Même au bord de la syncope, Vardia ressentait le besoin impérieux de fuir. Elle se souvenait que Rizal était toujours suspendu à son sabre et que Henryk attendait d'être secouru à l'étage inférieur. Alors pourquoi Zora n'exprimait-elle qu'un désintérêt total ?

Parce qu'aucun d'entre eux ne comptait pour elle. Ils n'étaient que des pions, assemblés pour la bataille. Pour l'Archisade, l'importance des choses se mesurait à leur place dans ses plans. La mort de Rizal n'aurait été qu'un détail mineur. Les groupes de Sygiles et de Synfras pouvaient être remplacés. Même ceux sortis premiers du Château... car chaque année avait sa nouvelle promotion. Mais l'enlèvement de Mû, cela remettait en cause tout le destin d'Avalon, toutes les lignes qu'elle avait patiemment tracées ; Zora contemplait non pas sa défaite, mais le travail de reconstruction titanesque qu'elle devait désormais accomplir.

Vardia la laissa plantée là et plongea en direction des Paladins.

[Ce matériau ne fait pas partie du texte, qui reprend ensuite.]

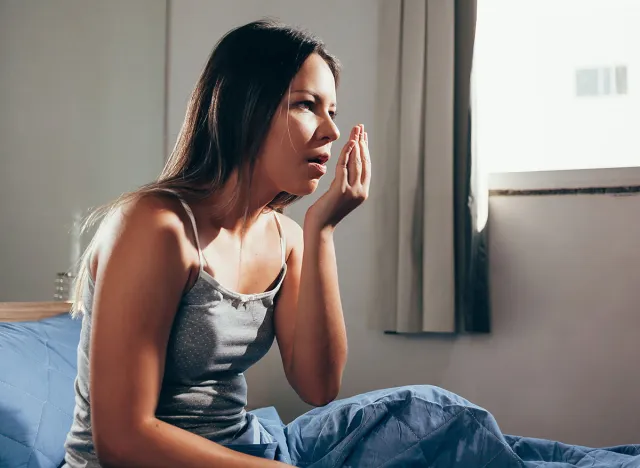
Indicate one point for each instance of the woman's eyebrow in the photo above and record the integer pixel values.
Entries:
(314, 94)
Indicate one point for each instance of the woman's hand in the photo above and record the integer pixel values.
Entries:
(349, 188)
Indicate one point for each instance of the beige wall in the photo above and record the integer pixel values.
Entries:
(81, 120)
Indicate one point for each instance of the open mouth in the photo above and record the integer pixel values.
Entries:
(321, 159)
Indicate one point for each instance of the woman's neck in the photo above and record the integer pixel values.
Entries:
(236, 210)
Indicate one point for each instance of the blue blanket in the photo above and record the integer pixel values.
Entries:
(416, 426)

Il régnait autour d'elle une telle confusion, une telle saturation de son ouïe et de son regard, qu'elle se résolut bientôt à fermer les yeux. L'interface holographique de la console, toujours ouverte, s'agrandit en un écran transparent, sur lequel défilaient des milliers de caractères. Chaque objet chutant de la tour apparaissait dans ces lignes. Le Processus Avalon décidait du destin de chaque chose ; mais s'il demeurait réservé quant à leur futur incertain, il proclamait ses décisions présentes avec la force d'une cour d'appel. Les millions de logs ainsi générés passaient sans être lus, semblables aux rapports d'une chambre parlementaire, produits et consommés par le même organe, faisant le tour des bureaux sans jamais en sortir.

C'était une bibliothèque mouvante, dans laquelle les livres auraient changé d'avis à chaque seconde. Vardia ne faisait qu'en extraire de l'information utile ; les trajectoires de quelques débris, dont les traînes de poussière apparaissaient sur son écran mental sous la forme de comètes.

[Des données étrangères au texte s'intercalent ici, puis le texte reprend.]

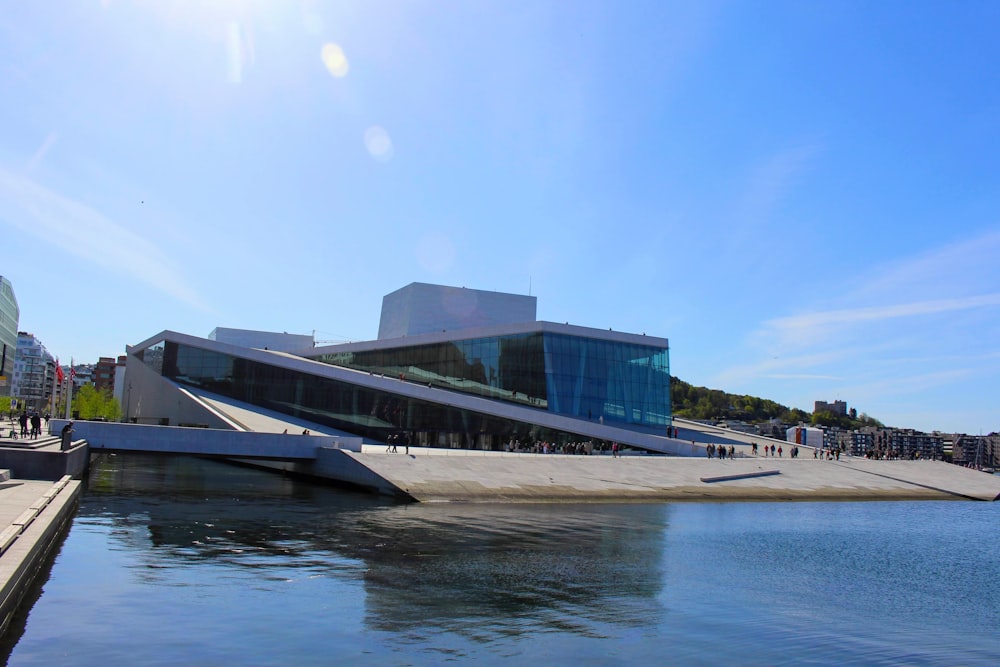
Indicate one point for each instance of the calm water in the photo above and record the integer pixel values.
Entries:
(177, 561)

Plus personne, même les meilleurs Synfras, n'avait le pouvoir d'arrêter la chute de la tour. De tous les cristaux qu'elle attrapait en chemin, Vardia ne faisait que se constituer un parapluie. D'une poigne invisible, elle attrapa un Rizal à demi conscient, suspendu d'une main à son sabre accroché dans une crevasse. Ou du moins, un Processus MODL dont l'identifiant était celui de Rizal. Le code ne ment pas, comme disaient les Analystes.

Celui du jeune Paladin était indistinguable de tout autre ; il contenait la même quantité de données, il avait les mêmes sous-routines standardisées, qui fonctionnaient au même rythme. Si ce code ne mentait pas, du moins n'avait-il rien à raconter.

Elle prit Rizal sous les épaules et le mit à l'abri de son bouclier. Des pierres toujours plus grosses impactaient sa coupole de cristal ; là encore, Vardia ne les voyait qu'au travers des logs défilant dans sa tête. Plus loin, elle attrapa Henryk ; le code lui dit qu'il était conscient, mais elle n'entendit pas le moindre mot de lui, dans le vacarme qui noyait son audition.